Bref, sur ce sujet en particulier, je vous invite à consulter le plus récent rapport de Trendwatching : No interface.

En ce qui nous concerne, l’enjeu était plutôt de faire du contenu fort, pertinent et touchant : l’exploration de nouvelles façons d’interagir avec une interface – ou avec pas d’interface – venait en second plan.

Notre constat aujourd’hui, c’est que la réussite des Haïkus vient de la rencontre entre le contenu et le désir des créateurs d’innover en terme de rapport à l’écran.

La possibilité d’aborder des thématiques très ouvertes et universelles a permis ce genre d’exploration. Avec un sujet plus restrictif, plus documentaire, on n’aurait probablement pas eu les mêmes résultats.

L’interprétation du mot « haïku »

Le titre Haïkus interactifs a clairement influencé la nature des projets soumis. Ils sont pour la plupart assez contemplatifs, lents, et posent une réflexion plutôt large et exploratoire sur la vie, son sens, le temps qui passe, la puissance de la nature, etc. Comme un haïku traditionnel quoi!

Pour nous, «haïku» était plutôt un indicateur de format et de durée. Finalement, de toutes les propositions qui ont été retenues, seule Démasquer les inconnus a un aspect documentaire.

Nous sommes de plus en plus dans des espaces qui se chevauchent. On avait abordé le sujet dans un précédent billet, et Haïkus interactifs confirme cette tendance.
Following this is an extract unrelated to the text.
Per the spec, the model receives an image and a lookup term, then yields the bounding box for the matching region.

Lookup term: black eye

Les pistes sont brouillées, on est ici quelque part entre l’animation, l’art numérique et l’art conceptuel.

Pas facile, faire du court

Je terminerai ce billet avec cette célèbre phrase de Blaise Pascal : «Je voudrais avoir écrit une lettre plus courte, mais je n’en ai pas le temps.»

Autrement dit, faire du court, c’est souvent plus difficile que de faire du long. Aller droit au but et faire vivre quelque chose en 60 secondes, ça exige une expérience extrêmement bien ficelée, designée et éditée.

Ce format exige d’aller à l’essentiel, rapidement. Les Haïkus interactifs répondent au temps limité que la plupart des utilisateurs ont à donner à une expérience en ligne.

Et vous, qu’avez-vous pensé de cette exploration du format court?

Une petite partie de l'équipe au Tribeca Film Festival. De gauche à droite : Marie-Pier Gauthier, Hugues Sweeney, Thibaut Duverneix (créateur du Berceau du chat), Martin Viau, Valérie Darveau, et Ziv Schneider (créatrice de Démasquer les inconnus).

Une petite partie de l’équipe au Tribeca Film Festival. De gauche à droite : Marie-Pier Gauthier, Hugues Sweeney, Thibaut Duverneix (créateur du Berceau du chat), Martin Viau, Valérie Darveau, et Ziv Schneider (créatrice de Démasquer les inconnus).